Unknown Person: “Hey there Rio. This is Bill Jackson Heffferin. You were out at my house on December 16th, 2005 at 3:12 pm, but you didn’t meet me you met my great-uncle Jeffery and my mistress Cherry.

Me: “Uhh, Okay Bill. Tell me a little more because I’m having a small amount of trouble remembering that particular instance over two and a half years ago.

Bill: “You were out at my house to look at my roof, remember?”

Since I worked for a roofing company, and most of my daily appointments involved looking at roofs, I would hang up the telephone after this startling revelation. I did not need to be reminded of any past work I had done. Leave it be, and let bygones be bygones, that’s what I say. But seriously, what’s the benefit of this customer calling me about a situation that requires me to be in the office looking at his paperwork anyhow? He hasn’t sped up the process any by talking directly to me. And I am much more likely to just come off as the rude salesperson who can’t remember his particular situation when I have to take a call in the middle of standing on top of a roof pretending to listen to my newest client and his situation!

The construction industry did teach me a lot about business cards, though. Just think, you have a bunch of guys, education levels aside, who either want to play with bulldozers, or tell others how to play with the bulldozers. Give them all a box of a thousand business cards, I’m surprised we don’t hand them out to the waitresses when they come to talk our lunch order. I’d give mine to this guy, he’d go to his truck and give me his bosses card. I’d call his boss and he’d babble like an idiot and tell me to call the office. Call the office and they say they’re not allowed to give out JoeJoe’s cell number, would I like to leave a message?

Now the truth is, business cards are really only useful when you need to write down something you really care about. You flip the business card over and use the back. You may write something like ‘use a code name like Helga so my wife won’t suspect anything’ or the measurements of a roof you’re up on without your clipboard. Great! That’s what they’re really for, right?

WRONG! The printing industry got word that we were writing things ourselves, without paying them to write it for us, and they had to come up with a solution. What to do, what to do…eureka! They started printing stuff on the back too! And not just a few words, noooo. They print full-color emblems with texture so that if you try to write on it the pen dries up and will never write again. By the end of my roofing career I had a bunch of business cards that had no useful information on the back of them!

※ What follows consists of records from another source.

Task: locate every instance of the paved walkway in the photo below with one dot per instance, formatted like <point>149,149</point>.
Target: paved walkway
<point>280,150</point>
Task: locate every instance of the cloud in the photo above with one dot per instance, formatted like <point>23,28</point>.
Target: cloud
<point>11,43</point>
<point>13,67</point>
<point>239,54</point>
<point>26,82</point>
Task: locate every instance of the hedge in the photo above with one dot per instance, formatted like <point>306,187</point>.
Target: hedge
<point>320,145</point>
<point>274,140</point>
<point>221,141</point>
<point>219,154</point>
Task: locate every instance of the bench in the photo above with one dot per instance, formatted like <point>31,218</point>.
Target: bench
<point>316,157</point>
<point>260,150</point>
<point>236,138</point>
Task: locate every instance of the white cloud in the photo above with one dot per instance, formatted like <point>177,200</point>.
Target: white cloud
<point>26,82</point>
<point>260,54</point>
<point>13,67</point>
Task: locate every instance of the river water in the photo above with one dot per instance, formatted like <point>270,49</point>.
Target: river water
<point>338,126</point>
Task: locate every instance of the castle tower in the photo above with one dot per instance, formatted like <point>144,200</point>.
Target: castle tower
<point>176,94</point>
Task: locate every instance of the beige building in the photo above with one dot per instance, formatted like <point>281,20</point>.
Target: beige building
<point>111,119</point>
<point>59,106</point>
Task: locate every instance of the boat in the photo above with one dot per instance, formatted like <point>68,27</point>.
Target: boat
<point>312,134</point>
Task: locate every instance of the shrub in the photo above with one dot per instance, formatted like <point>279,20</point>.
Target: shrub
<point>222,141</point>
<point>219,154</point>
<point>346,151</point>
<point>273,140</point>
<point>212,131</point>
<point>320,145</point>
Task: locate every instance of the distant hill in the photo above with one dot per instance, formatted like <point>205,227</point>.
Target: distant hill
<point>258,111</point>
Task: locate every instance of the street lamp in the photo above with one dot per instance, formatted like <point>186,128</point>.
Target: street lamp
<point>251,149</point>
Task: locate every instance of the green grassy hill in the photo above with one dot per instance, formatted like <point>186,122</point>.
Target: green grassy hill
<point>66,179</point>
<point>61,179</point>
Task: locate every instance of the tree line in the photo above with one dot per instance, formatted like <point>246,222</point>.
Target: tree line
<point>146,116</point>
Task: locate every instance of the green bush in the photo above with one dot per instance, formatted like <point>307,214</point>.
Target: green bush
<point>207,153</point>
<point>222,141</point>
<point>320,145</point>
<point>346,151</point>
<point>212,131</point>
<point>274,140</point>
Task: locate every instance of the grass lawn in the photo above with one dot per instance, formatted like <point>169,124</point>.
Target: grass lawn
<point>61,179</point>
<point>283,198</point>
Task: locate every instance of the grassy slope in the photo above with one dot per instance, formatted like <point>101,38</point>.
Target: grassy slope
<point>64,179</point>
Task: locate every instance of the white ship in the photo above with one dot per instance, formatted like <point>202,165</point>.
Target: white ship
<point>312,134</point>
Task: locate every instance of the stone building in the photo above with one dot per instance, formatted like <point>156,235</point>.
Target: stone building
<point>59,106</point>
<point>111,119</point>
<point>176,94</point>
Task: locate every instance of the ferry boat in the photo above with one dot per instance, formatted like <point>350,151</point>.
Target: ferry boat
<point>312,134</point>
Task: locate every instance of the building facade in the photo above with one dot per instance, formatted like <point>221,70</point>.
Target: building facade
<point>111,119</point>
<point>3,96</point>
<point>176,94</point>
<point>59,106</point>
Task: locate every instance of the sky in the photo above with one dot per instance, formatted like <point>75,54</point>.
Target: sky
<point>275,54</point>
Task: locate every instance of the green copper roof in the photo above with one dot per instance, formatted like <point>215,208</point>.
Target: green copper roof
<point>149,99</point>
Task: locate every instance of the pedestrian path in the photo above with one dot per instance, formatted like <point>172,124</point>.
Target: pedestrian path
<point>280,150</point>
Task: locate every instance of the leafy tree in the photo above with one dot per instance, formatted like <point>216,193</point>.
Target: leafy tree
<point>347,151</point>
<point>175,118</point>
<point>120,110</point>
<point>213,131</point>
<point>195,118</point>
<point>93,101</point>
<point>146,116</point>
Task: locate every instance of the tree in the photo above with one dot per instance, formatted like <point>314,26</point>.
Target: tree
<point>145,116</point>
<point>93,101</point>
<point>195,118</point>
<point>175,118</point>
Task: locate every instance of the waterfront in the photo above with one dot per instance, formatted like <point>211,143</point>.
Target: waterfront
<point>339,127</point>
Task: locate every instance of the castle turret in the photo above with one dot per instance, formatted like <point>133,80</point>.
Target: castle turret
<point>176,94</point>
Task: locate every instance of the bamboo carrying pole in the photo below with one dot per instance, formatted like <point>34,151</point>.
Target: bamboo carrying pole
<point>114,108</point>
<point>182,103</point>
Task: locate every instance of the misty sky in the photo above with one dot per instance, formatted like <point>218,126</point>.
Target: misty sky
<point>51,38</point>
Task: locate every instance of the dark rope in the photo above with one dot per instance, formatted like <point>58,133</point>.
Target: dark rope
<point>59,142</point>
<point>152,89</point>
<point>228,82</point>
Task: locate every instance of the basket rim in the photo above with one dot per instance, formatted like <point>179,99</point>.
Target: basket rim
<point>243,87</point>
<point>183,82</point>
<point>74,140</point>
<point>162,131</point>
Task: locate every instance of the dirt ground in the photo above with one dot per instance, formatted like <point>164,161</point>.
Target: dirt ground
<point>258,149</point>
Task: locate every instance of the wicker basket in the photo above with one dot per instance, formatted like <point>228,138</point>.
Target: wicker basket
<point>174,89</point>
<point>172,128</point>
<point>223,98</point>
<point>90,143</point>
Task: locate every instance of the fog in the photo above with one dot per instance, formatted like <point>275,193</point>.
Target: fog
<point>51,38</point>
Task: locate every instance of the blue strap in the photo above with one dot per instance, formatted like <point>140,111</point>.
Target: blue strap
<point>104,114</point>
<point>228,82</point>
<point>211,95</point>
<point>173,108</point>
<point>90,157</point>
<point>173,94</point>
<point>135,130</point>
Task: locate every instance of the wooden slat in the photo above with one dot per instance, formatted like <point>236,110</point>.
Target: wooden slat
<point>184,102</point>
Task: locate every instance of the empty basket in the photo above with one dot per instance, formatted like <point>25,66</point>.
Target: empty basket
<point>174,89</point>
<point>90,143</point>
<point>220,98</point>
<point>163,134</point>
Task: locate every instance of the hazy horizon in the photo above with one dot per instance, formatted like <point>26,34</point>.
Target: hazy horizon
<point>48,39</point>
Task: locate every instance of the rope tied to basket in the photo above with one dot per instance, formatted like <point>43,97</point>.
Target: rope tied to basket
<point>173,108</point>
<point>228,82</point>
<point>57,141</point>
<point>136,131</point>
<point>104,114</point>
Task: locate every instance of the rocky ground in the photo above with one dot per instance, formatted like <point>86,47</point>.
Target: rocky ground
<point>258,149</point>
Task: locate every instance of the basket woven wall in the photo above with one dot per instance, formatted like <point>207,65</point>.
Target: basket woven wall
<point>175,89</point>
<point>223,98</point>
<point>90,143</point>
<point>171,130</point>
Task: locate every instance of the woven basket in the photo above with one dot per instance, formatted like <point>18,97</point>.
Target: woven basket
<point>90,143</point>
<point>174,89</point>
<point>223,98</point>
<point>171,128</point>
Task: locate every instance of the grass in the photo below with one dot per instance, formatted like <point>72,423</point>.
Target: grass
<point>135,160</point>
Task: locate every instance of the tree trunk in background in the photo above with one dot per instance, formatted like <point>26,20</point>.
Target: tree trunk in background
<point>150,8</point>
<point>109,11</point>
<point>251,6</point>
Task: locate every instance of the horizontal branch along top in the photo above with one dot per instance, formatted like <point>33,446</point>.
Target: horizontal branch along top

So I plan to apply all of my business card expertise as I choose my new cards. Namely, I am paying for them myself, so I’ll be using the free ones you get off the internet on the cheap paper stock. I will put someone else’s name on the cards with my phone number, so that when people call and ask for him I can say “how do you know him?” and then ascertain whether they’re legitimate clients, or just people who I met in the betting lines at the cock fighting tournament. And of course, the all important question will be, “what’s written on the back of the card?”, because once they tell me that, our conversation will be over!


ryran said...

Brilliant. My brother, I didn't know you had this in you. Seriously. I laughed and grinned too much.

sonya said...

I agree with the brother and the mother. Maybe I've just never seen your written word skills in action before, but I bet that in a year this blog could be published and sold in the humor section of Barnes and Nobles everywhere. You definitely have a flare with the written word, Rio.

Extra-riordan-ary said...

thank you for the encouragement!
Liz has agreed to be my editor...
we shall see how long i actually stick with it
it's still a novelty right now!

ksawhill said...

Dave Barry, move over!

Paryssa said...

HA!!!! I'm definitely getting rid of all the business cards I I say, beam it to me!